The 6th Day Review

6th Day, The
In the very near future,even the family pet can be cloned. But cloning humans is illegal - that is, until family man Adam Gibson arrives home from work to find a clone has replaced him. Taken from his family, Gibson must not only save himself, but the sinister events that engulf him...

by William Thomas |
Published on
Release Date:

15 Dec 2000

Running Time:

124 minutes

Certificate:

15

Original Title:

6th Day, The

Under the guidance of, say, David Cronenberg, The 6th Day might have been an existential sci-fi thriller that tries to smarten up its lean, lone-hero storyline with jibes at consumerism, capitalism and the odd little poke around in the political and philosophical implications of cloning. Unfortunately, Cronenberg didn't make it, leaving journeyman Roger Spottiswoode to make quite a fist of an intriguing premise.

Drawing a performance from Arnie that promises to redefine the current definition of wooden, Spottiswoode plays down the action in favour of misguided character development that culminates in the most lame buddy movie imaginable when man and clone finally meet.

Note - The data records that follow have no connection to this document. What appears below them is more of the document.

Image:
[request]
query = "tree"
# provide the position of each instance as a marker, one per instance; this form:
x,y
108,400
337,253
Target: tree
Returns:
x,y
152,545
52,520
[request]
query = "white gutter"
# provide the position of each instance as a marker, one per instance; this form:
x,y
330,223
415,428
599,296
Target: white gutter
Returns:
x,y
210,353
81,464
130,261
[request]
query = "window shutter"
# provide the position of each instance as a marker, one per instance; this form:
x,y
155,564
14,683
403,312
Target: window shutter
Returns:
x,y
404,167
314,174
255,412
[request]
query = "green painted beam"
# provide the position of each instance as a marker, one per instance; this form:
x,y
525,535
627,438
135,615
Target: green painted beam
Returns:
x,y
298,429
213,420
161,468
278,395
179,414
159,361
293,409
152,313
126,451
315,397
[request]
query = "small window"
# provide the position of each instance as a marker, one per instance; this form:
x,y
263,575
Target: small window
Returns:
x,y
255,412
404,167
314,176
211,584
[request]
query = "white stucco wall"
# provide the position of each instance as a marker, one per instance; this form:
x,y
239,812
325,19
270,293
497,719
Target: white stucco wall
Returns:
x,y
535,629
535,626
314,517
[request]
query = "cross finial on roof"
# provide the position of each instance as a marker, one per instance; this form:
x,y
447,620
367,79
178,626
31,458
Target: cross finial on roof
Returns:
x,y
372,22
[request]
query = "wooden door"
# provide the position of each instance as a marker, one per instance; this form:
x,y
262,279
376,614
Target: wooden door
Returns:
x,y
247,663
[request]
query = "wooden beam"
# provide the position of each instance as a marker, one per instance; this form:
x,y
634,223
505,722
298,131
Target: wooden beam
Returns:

With Arnie at such a disadvantage, then, playing happy, concerned family man in a white-picket near-future suburb, you could be forgiven for expecting Spottiswoode to wrong-foot us with his villain - surely a holy terror to prey on Gibson's smalltown charm and naivety. But no. Like his lacklustre Bond flick Tomorrow Never Dies, The 6th Day also focuses on a sinister media baron, Drucker, whose Microsoft-style empire is a cover for the revolutionary and entirely illegal cloning lab at the centre of the whole intrigue. As Drucker, Goldwyn is a faceless non-entity, a far-too-subtle piece of casting to stand up against Arnie, whose apple-pie dad routine has rarely been cheesier.

Sure, the film raises some interesting questions about cloning and its place in life and society, but this is an Arnie movie, for God's sake, not Panorama,and it's hard to see his usual crowd buying it. After the terrible End Of Days, and now this, forget cloning - here's something really shocking: Arnie could well be unstoppable, after all.

Subtlety has never been Arnie's strong point and action has never been Roger Spottiswoode's. Together, they bring us the worst of both worlds with a clumsy sci-fi thriller that's never as clever as it wants to be, and never as dumb as it ought to be.